AIによるビジネスの進化はStage2から3の間で大きく飛躍したが、Stage3から4の間でも、また大きく飛躍すると考えられる。それはリサーチの役割そのものの進化である。

「問いに答える」のがリサーチの役割ではない

Stage2では、人間からの問いに対してAIがリサーチを代替して回答する。しかし、リサーチという、時間とお金がかかる割りには限定的な知見しか提供してくれない不完全なツールを、なぜ模倣する必要があるのだろうか? Stage3では、意思決定のために必要な情報が自動的に収集・生成され、自動化された意思決定が行われる。しかし、リサーチには、なぜ意思決定が必要としている情報しか求められないのだろうか? これらの段階は、リサーチは人の問いに答えるものだというコンセプトを前提にしているのである。

世界トップのリサーチ部門は先んじて問いを考える

十数年前のことになるが、前職で統括していたリサーチ機能を世界トップレベルにすることを目標に据えた時、世界トップのリサーチ組織は何を考えて何をやっているのかを知りたくなった。

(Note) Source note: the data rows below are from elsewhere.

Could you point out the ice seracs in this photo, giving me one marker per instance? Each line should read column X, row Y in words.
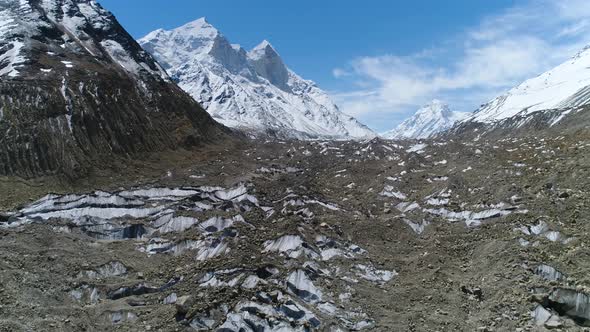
column 428, row 120
column 250, row 90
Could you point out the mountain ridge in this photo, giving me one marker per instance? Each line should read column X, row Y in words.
column 429, row 120
column 251, row 90
column 76, row 90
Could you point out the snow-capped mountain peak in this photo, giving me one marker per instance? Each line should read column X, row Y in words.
column 252, row 90
column 427, row 121
column 563, row 87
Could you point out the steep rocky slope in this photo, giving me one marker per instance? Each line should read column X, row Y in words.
column 253, row 91
column 558, row 95
column 76, row 89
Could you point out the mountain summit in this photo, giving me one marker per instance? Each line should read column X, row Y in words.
column 251, row 90
column 429, row 120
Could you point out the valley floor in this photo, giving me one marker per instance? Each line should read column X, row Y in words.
column 297, row 236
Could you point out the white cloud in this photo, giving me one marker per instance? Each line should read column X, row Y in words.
column 499, row 53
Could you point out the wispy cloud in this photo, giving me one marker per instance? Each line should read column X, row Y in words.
column 469, row 69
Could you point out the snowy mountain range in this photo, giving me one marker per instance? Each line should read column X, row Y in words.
column 563, row 87
column 428, row 120
column 251, row 90
column 75, row 88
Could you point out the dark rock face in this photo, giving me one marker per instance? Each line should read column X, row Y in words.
column 82, row 91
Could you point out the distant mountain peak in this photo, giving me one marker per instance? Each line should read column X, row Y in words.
column 435, row 106
column 432, row 118
column 252, row 90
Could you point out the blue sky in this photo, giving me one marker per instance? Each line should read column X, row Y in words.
column 381, row 60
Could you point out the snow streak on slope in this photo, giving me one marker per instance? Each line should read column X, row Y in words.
column 565, row 86
column 249, row 90
column 429, row 120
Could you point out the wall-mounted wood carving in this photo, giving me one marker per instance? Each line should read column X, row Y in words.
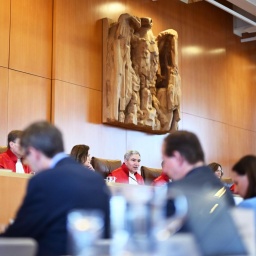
column 141, row 82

そこでアメリカに出張して、グローバルなトップマーケティング企業のリサーチ部門の責任者に会って意見交換した。

P&Gグローバル本社のリサーチ部門のトップだったKim Dedekerさんと議論した時、彼女の言葉で最も印象的だったのは「Learning Organizationでは遅い。Knowing Organizationにならなくてはいけない」だった。誰かから問われる前にすでにその答えを持っているくらい、社内のビジネスクエスチョンをリードするのだという趣旨だった。「やはり、そこまでやらないといけないのか」と、ぼんやりとしたイメージしかなかった方向性が明確に形になった。以来、「会社のビジネスをリードするリサーチ」の実現を目指して、さまざまな改革に手をつけることになった。

一般的なリサーチ機能においては、こういうことが知りたい、こういう問題を解決したい、という依頼が起点となって調査がスタートする。つまり、ビジネスクエスチョンが先にあって、それに対する回答や提案を提供するという役割だ。しかしそれを待っていては、もはや遅いのだ。マーケティングなど関係するビジネス部門のビジネスクエスチョンを彼らに先んじて考え、それに答える調査や分析を誰に頼まれなくても実施し、そこから得られる提言を当該部門に持って行き、「あなた方はこういうビジネスクエスチョンを考えるべきです。それに対する答えがこれです。さあこれをやってください。」と迫るのである。

リサーチ機能は誰よりも将来が見えている

なぜリサーチ機能がそこまでしないといけないのか? また、そうする能力があるのか? それは、リサーチ機能にはそれらが見えているはずだからだ。リサーチは過去と現在の知見に基づいて、将来のための提言を行なう機能である。過去の事実を記録したり、要因を特定して終わりではない。それらは全て、「だから次はこうすべき」を導き出すためにやっていることだ。すると自ずから将来を見通すというスタンスで仕事をすることになる。会社の中の誰よりも将来を遠く・広く見渡しているのがリサーチ機能なのである。だから見えてくるのだ。会社が将来のために当然準備すべきなのにしていないことが。これまでこうやって実績を出してきたというだけで、早晩ダメになる今のやり方にこだわってしまっている様子が。見えているのに声を上げず、後になって「実はわかっていたんだけど…」などと言い訳するのは背任行為に等しい。

Agenda Setting:ビジネスクエスチョンを先導する

ビジネスクエスチョンそのものをリードするのが、真に会社に貢献するリサーチ機能のあり方なのだ。いわゆるAgenda Settingである。これは、重要な会議で議論すべき議題を決めること、つまり企業の関心や焦点を誘導することで、その方向に企業を導くことである。だから、リサーチ機能は呼ばれて会議に行くのではない。呼ばれてもいない会議の事務局に話をつけて、出席者に知らせたいことや議論してほしい議題をねじ込んでそこに乗り込んでいくのである。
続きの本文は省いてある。